I must admit, London’s coffee evolution has been exponential in its improvement since my last lengthy visit. Barristas, arabica beans, flat whites: these were all foreign words to the Tea Drinkers when I was last on Britain’s shores in 2008. Coffee chains such as Nero, Costa and Starbucks were in force, but their only options for a decent “coffee” were either a stiff, bitter, and burnt long black (now confusingly dubbed an “Americano”) or a mug of dish water topped with swamp froth, passed off under the guise of a “cappuccino”.
This has always confounded me. Given Britain’s incredible proximity to Europe, I expected that the Italians or the French or the Greeks would have brought they’re brewing skills along with the rest of their cuisines.

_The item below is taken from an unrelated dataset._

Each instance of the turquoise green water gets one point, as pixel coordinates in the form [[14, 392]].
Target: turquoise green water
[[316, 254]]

Weirdly, it was the pioneering spirit of Aussie and Kiwi imports who started opening little cafes in various London hotspots and made good coffee fashionable (I attribute a lot of this to Flat White on Berwick Street in Soho, which was one of the few in existence back in 2008) Londoners can now enjoy a good brew from locations all over the vast city. Even coffee carts.
[Is there anything worse than coffee-snobbery? Oh I know – obnoxious/patriotic/exclusionary coffee-snobbery!]
So I arrived at the coffee cart and I received the usual cheery greeting from the adorable Turkish barrista on the machine. The other barrista (a man with zero social skills), just kind of nodded in my direction, before going back to frothing some milk. After the short greeting, the Turk’s attention went back to the one man who had beat me to the cart. He was an older man, in his late forties or early fifties. He was short and portly, with a bald top and whiteish-grey hair circumnavigating the dome. He was dressed to impress in a smart, grey business suit with white pin-stripes and he wore gold glasses with round spectacles. If Donald Draper needed to cast a business man for a series of advertisements about life insurance, this guy would be the stock standard.
The business man was a bit of a jolly dude and liked a bit of banter. He was having a good old chat with the Turk and I appreciated listening to the friendliness of the conversation without the need to actually contribute (I am not a morning person). The discussion was as stock standard as his appearance. Weather. Superficial politics. Sport. And then it took a turn:
Business Man: “The weather looks to be clearing up for the weekend.”
Turkish Barrista: “Yeah, we should hopefully be able to enjoy some sunshine.”
BM: “Might even be able to ride a Boris Bike.”
BM & TB: [polite chuckling]
Awkward Barrista: [snort] [froth]
BM: “Got much planned next weekend?”
TB [cautiously]: “Dunno man, I can barely keep track of what’s going a few days ahead.”
BM: “Have you heard of Ministry of Sound?”
TB: “As in the club?”
BM: “Yes. The one in Elephant & Castle.”
TB: “Yeah, why?”
BM: “I’m going to be playing there next Saturday night.”
TB stops brewing and turns around. Even AB stops frothing.
TB: “What ya mean? You’re going to the club? I don’t mean to be rude, bro, but I wouldn’t never have thought that would be your kinda place.”
BM: “Yeah, I’m going to be doing a set.”
TB, AB and I each screw our faces up in confusion.
TB: “You’re playing?”
BM: “Yes. I’m a DJ.”
TB: “Are you pulling my leg?”
BM: “No, no, no. A lot of people don’t believe them when I tell them. I’m a normal business man during the day and I DJ at night.”
TB: “Seriously? So what do you actually do?”
BM: “Well, during the day I just work in Business Management and Development. And then at night I like to play some phat beats.”
TB: “I don’t mean to be rude, but I never would imagine you as a DJ. You just… don’t look like one. I’m sorry, I thought you were taking the absolute piss. You’re not right? Shit, I guess that’s pretty prejudiced of me.”
BM: [polite chuckling] “Well, you should come to my show if your interested. I’m really excited. The place holds about a thousand. It should be mad. My set is on at 10.30 for an hour.”
TB: “Next weekend. Wow. Well, sure, we might go.”
TB looks over at AB and nods his head to include him. AB screws ups his nose and starts looking through the coin purse.
AB: “Americano. £2.20 please.”
BM: “No problem, here you go.”
Andrew: “Where did you say your playing again?”
BM: “Ministry of Sound. In Elephant & Castle.”
Andrew: “And what’s your DJ name?”
BM: “DJ Chairman. I dress up in a suit for my sets. Just like I’m dressed now. The punters look at me and think I’m mad.”